Hello! Super late to this because I wanted to see if someone else would provide a more in-depth answer, I can only speak to St. Louis and only at a wave-top level. There are multiple reasons for the split but I would argue the two biggest were taxation and political differences between people in what is now the county and now the city.
Taxation is pretty simple to explain. Residents in the city were getting taxed by the city AND the county for the same services (e.g. police) while county residents only paid taxes to the county.
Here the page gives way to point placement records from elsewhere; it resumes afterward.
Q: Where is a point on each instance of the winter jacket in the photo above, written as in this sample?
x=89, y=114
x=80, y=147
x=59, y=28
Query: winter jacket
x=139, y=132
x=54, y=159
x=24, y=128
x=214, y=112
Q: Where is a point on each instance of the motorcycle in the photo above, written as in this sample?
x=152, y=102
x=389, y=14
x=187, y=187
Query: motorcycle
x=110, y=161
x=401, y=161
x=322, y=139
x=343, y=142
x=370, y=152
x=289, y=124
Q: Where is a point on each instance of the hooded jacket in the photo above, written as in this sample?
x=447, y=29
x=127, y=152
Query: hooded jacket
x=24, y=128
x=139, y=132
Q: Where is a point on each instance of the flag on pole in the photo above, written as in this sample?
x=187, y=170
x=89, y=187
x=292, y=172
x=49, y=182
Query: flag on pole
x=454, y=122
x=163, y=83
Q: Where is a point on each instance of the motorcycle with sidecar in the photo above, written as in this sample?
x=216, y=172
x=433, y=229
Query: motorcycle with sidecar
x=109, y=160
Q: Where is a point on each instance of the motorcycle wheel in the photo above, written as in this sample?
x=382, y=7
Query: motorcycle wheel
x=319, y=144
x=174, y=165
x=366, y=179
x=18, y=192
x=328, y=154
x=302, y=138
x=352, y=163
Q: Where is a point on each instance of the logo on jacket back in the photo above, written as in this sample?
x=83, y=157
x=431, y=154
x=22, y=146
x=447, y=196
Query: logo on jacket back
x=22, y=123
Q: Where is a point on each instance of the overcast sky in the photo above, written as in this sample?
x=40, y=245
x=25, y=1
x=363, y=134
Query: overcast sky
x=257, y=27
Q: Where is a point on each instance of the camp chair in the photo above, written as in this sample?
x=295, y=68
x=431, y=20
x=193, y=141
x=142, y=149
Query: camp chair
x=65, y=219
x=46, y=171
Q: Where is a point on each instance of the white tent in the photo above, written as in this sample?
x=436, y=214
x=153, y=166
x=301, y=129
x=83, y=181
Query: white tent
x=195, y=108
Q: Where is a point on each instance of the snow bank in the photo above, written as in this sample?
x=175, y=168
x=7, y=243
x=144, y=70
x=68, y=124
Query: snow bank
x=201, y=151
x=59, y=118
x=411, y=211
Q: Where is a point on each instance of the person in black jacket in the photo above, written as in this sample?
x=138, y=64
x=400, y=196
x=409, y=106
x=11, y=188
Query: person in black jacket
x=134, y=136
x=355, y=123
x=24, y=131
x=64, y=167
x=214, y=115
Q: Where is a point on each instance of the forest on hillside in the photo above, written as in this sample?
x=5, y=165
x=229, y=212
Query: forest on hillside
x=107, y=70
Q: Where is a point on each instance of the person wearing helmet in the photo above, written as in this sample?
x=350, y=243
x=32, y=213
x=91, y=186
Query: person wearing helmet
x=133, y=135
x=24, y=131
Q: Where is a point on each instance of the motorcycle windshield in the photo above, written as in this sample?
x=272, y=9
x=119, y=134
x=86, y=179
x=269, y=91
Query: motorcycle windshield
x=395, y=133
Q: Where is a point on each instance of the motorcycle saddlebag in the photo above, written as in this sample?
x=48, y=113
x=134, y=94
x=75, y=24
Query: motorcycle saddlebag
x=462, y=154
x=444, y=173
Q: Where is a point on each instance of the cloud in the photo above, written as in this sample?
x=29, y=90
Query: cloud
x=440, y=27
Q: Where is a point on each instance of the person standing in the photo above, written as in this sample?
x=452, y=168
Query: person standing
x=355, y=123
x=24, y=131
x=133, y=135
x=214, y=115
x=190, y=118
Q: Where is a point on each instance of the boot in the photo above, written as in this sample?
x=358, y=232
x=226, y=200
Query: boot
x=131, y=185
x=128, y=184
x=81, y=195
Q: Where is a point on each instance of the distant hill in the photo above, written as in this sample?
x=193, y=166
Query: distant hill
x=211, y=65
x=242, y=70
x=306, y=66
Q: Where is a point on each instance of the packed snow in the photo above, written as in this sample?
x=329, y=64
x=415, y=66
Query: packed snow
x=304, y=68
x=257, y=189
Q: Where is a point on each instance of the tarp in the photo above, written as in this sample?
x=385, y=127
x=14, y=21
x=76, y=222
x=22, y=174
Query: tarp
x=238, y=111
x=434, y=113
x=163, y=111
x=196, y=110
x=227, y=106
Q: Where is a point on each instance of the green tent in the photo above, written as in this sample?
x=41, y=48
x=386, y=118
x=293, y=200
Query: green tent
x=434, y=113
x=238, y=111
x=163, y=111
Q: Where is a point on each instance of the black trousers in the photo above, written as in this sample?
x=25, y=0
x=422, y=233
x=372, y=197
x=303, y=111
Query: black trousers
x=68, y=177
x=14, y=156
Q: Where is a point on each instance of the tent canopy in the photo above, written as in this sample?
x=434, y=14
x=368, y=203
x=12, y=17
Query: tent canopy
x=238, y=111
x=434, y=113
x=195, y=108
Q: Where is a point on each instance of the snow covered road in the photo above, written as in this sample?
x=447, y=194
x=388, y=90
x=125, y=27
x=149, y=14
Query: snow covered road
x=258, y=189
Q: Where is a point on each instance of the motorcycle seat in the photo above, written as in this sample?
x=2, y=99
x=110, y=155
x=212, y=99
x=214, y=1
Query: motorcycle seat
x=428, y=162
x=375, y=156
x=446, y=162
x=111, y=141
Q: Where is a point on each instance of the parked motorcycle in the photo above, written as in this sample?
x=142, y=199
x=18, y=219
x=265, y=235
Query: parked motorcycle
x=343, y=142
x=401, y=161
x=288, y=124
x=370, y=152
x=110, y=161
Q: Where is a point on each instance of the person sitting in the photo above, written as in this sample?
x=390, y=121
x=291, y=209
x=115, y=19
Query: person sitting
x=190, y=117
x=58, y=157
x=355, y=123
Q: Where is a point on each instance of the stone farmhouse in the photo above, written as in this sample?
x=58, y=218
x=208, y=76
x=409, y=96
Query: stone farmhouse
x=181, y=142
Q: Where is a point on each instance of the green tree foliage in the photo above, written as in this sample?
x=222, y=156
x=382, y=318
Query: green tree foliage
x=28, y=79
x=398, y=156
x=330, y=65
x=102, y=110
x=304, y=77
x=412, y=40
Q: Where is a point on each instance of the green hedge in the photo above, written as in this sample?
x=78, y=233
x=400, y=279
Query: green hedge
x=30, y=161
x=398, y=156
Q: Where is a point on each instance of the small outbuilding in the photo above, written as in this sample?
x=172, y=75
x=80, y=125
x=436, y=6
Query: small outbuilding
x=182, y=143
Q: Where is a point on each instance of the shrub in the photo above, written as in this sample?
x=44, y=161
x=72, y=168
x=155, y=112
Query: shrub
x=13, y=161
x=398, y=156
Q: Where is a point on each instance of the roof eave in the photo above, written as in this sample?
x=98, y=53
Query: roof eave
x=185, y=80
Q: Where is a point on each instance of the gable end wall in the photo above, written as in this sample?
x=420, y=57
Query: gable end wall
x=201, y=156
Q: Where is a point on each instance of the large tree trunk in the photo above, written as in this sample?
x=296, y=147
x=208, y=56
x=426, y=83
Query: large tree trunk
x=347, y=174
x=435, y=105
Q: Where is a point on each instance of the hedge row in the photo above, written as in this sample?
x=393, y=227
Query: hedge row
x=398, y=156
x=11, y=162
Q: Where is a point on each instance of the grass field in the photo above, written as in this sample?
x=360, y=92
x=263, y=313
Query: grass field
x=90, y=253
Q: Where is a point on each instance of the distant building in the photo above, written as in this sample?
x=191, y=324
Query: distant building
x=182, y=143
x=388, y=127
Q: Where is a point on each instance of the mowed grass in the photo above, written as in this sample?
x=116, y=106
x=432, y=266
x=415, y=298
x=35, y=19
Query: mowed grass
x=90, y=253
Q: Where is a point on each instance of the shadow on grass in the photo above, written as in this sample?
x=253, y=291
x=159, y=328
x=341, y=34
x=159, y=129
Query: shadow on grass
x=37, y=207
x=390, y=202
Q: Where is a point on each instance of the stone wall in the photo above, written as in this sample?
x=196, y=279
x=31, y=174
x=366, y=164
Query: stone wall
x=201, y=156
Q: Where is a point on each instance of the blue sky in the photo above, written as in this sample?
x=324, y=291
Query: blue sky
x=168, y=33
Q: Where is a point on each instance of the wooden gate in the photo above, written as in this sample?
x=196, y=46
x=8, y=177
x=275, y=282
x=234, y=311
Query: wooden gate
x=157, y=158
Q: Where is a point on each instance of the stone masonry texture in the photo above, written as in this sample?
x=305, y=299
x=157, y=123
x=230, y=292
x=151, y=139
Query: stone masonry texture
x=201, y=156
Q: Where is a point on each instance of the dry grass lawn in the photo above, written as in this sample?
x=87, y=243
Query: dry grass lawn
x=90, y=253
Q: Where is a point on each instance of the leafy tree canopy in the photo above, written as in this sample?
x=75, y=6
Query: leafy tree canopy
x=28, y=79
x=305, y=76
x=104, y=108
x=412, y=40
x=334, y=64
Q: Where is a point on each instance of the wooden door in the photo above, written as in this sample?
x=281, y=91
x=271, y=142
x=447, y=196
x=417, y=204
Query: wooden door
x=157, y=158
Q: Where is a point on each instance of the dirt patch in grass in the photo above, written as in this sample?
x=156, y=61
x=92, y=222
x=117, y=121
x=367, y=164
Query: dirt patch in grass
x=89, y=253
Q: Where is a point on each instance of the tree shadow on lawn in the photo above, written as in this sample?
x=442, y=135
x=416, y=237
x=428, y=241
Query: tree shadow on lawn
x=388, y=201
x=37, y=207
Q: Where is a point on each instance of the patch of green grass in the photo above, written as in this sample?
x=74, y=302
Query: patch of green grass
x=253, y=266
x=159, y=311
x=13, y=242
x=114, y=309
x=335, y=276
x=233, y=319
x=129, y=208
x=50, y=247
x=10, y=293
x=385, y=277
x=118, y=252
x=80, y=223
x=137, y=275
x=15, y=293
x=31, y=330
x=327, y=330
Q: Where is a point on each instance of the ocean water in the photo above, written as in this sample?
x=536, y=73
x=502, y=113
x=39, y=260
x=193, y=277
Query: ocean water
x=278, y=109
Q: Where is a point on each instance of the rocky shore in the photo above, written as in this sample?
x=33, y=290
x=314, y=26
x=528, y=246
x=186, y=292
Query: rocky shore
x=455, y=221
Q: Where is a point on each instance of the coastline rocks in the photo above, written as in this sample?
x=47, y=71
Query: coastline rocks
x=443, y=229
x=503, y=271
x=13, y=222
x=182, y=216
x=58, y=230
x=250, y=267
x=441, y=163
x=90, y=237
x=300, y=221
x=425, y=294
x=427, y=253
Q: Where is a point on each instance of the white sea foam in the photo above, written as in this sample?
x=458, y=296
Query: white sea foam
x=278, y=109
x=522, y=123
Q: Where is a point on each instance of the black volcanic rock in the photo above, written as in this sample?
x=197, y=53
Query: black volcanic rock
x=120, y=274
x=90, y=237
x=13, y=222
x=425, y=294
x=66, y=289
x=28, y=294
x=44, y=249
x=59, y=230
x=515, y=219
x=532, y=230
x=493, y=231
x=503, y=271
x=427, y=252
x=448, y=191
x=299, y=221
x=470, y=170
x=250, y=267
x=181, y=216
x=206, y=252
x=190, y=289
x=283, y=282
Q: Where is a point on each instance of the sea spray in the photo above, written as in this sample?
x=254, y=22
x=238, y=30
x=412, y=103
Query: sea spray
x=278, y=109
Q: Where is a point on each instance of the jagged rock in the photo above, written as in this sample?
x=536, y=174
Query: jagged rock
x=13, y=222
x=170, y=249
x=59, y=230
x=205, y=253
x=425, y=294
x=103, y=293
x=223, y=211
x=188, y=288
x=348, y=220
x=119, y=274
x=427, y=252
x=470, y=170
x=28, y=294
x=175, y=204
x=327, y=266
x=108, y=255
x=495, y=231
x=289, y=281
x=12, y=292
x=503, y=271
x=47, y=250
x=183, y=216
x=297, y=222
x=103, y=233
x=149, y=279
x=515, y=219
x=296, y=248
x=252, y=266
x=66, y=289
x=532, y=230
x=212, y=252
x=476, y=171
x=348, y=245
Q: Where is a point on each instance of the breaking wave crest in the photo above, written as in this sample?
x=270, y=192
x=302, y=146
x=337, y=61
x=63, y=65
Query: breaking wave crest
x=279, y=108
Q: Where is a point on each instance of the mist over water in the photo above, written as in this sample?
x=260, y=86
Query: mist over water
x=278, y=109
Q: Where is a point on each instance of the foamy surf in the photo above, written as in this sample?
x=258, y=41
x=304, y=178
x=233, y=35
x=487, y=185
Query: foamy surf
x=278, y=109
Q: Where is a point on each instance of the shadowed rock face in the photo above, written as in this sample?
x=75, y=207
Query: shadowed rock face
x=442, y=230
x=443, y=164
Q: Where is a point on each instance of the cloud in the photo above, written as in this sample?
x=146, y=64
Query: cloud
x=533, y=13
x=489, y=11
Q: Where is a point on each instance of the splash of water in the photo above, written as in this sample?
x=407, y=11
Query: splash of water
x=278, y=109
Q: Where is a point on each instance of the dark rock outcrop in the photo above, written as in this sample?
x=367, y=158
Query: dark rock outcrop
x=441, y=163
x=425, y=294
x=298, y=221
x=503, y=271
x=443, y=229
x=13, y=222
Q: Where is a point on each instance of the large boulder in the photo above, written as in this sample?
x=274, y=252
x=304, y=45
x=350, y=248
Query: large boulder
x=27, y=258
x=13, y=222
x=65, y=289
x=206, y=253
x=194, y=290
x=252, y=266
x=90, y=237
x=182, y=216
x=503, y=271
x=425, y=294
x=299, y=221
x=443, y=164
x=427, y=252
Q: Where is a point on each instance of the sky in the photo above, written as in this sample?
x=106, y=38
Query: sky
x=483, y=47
Secondly, there was a big political (and ancestral) difference between city residents and county residents leading up to the separation. The county was largely made up of land owners, many wealthy, who came from the eastern United States and where typically either of French or Anglo-Saxon descent. The city's population was increasingly made up of immigrants from central Europe (Germans, Czech, etc.). Many of these immigrants were revolutionaries in the rebellions of 1848 and fled Europe when the revolutions were put down. They were pretty radical for their time. For example, at the outbreak of the Civil War the Federal garrison at Jefferson Barracks had to call upon a militia made up of these immigrants, orders given in German and everything, to block a confederate-aligned militia, made up of residents from mostly what is now the county, from taking the installation (Fun fact: some of these Germans went on have glorified army careers in the war while they maintained close contact with...Friedrich Engels. That's right, German immigrant communists helped defeat the Confederacy).
Sorry that's about all I have on the subject. I know Baltimore was used as an example for the separation but that's all I can do to link STL to your broader question. Walter Johnson talks about the differences between the county and the city often during his Broken Heart of America if you are interested. Go Blues!